Berangkat dari data tersebut, Badan Eksekutif Mahasiswa (BEM) Fakultas Keperawatan (FKep) Universitas Jember menggelar 2nd International Student Conference, yang tahun ini mengambil tema “Preparing Future Healthcare Workforces in Managing Non Communicable Disease” di lantai lima gedung R. Soedjarwo (9/10). Kegiatan yang digelar secara hibrid ini menampilkan pembicara Dr. Ns. Rondhianto, M.Kes., dari FKep Universitas Jember. Sementara tiga pembicara dari luar negeri yakni Steve Frost, PhD., (School of Nursing and Midwifery, Western University Australia), Fang Wen Hu., PhD., (National Cheng Kuo University Taiwan) dan Samoraphop Banharak, PhD., (Khon Kaen University Thailand) memaparkan materi secara daring.

Dr Ns Rondhianto, dosen FKep UNEJ menyampaikan materi

Dalam pemaparannya, Rondhianto menjelaskan betapa pentingnya peran keluarga dalam memberikan dukungan bagi penderita diabetes melitus tipe 2. Pasalnya angka penderita diabetes melitus tipe 2 makin meningkat setiap tahunnya. Dari data yang ada jika di tahun 2019 ada 10,7 juta penderita diabetes melitus tipe 2 di Indonesia, maka di tahun 2021 jumlahnya meningkat menjadi 19,5 juta penderita. Fakta ini menjadikan Indonesia sebagai negara dengan penderita diabetes melitus tipe 2 di peringkat nomor lima di dunia.

Mengingat hingga kini belum ada pengobatan yang mampu mengatasi penyakit diabetes melitus, maka penderitanya harus mendapatkan dukungan agar tetap dapat memberikan kontribusi maksimal dalam kehidupan sehari-hari. Dan dukungan tersebut harus datang dari keluarga sebab tidak mungkin menyandarkan sepenuhnya kepada tenaga kesehatan seperti dokter dan perawat saja. Berdasarkan penelitian yang dilakukannya, Rondhianto menyarankan agar keluarga dengan penderita diabetes melitus tipe 2 harus dipasok dengan informasi, ketrampilan dan peralatan agar mampu menangani anggota keluarganya.

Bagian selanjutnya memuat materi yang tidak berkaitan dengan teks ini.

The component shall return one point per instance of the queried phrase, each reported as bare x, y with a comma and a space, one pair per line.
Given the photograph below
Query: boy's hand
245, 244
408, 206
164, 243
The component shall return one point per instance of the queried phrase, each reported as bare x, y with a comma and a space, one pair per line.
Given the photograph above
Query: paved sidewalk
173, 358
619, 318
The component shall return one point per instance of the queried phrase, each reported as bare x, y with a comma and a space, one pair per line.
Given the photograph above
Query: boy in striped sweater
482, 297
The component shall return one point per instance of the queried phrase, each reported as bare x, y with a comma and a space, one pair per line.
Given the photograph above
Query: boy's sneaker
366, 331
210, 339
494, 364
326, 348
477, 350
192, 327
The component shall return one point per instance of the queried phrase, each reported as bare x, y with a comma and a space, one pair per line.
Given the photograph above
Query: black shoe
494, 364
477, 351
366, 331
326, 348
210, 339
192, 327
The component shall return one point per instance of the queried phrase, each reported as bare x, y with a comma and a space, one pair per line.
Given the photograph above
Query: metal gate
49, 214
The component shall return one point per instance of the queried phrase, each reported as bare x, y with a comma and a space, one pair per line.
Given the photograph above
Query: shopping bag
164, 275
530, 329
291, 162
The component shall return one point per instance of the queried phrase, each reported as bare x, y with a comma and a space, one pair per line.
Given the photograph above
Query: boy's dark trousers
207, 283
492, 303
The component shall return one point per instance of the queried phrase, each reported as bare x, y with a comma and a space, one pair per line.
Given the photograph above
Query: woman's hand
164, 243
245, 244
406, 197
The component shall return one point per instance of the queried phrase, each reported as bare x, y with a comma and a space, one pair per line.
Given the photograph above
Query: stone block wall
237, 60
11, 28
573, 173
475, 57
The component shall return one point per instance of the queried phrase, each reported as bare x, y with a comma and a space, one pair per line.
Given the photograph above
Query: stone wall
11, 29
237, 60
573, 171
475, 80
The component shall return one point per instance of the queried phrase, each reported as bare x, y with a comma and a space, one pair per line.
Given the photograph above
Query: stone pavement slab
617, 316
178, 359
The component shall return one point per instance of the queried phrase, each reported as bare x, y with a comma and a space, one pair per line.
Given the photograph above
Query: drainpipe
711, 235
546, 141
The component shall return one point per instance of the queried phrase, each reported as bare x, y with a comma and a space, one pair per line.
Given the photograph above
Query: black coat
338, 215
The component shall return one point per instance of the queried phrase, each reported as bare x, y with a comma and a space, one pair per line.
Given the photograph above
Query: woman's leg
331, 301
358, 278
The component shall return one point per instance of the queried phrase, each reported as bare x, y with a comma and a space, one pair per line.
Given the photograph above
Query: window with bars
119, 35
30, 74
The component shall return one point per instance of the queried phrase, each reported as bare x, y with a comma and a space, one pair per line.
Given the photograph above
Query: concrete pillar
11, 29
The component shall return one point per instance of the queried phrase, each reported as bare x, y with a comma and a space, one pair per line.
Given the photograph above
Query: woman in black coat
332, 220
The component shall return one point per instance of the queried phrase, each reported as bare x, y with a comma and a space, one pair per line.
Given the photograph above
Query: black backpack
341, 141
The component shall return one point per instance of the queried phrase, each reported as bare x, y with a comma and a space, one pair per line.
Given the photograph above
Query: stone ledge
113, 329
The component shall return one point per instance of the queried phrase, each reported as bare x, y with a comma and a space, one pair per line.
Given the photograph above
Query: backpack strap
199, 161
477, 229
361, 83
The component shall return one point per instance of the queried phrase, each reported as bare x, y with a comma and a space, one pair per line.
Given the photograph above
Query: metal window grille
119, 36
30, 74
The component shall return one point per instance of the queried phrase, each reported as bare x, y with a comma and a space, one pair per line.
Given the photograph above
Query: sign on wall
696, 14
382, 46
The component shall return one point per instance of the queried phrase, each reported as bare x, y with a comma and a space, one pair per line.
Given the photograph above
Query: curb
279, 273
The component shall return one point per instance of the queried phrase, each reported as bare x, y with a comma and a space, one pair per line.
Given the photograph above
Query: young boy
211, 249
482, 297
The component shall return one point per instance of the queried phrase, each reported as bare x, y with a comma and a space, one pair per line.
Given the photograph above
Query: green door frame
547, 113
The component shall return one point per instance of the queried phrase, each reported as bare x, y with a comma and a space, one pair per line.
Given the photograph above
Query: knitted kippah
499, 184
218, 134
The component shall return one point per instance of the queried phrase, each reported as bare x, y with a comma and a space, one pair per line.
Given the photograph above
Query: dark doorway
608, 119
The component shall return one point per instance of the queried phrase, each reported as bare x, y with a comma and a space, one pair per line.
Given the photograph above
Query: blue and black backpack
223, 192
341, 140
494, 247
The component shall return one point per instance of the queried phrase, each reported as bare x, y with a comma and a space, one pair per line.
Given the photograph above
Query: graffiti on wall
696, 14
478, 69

Fang Wen Hu (foto kiri atas) dan Steve Frost (foto bawah)

“Informasi dan keterampilan yang harus dimiliki antara lain pengetahuan tentang diet, olahraga yang cocok bagi penderita, disiplin mengkonsumsi obat dan cek kadar gula serta ketrampilan dalam mengolah bahan makanan. Harapannya penderita diabetes melitus tipe 2 akan tetap fit dan aktif dengan sokongan dari keluarga. Namun dalam penelitian yang saya lakukan, kendala terjadi pada penderita yang termasuk golongan ekonomi menengah ke bawah akibat keterbatasan akses ke fasilitas kesehatan, kekurangan informasi dan minim kemampuan finansial,” jelas Rondhianto.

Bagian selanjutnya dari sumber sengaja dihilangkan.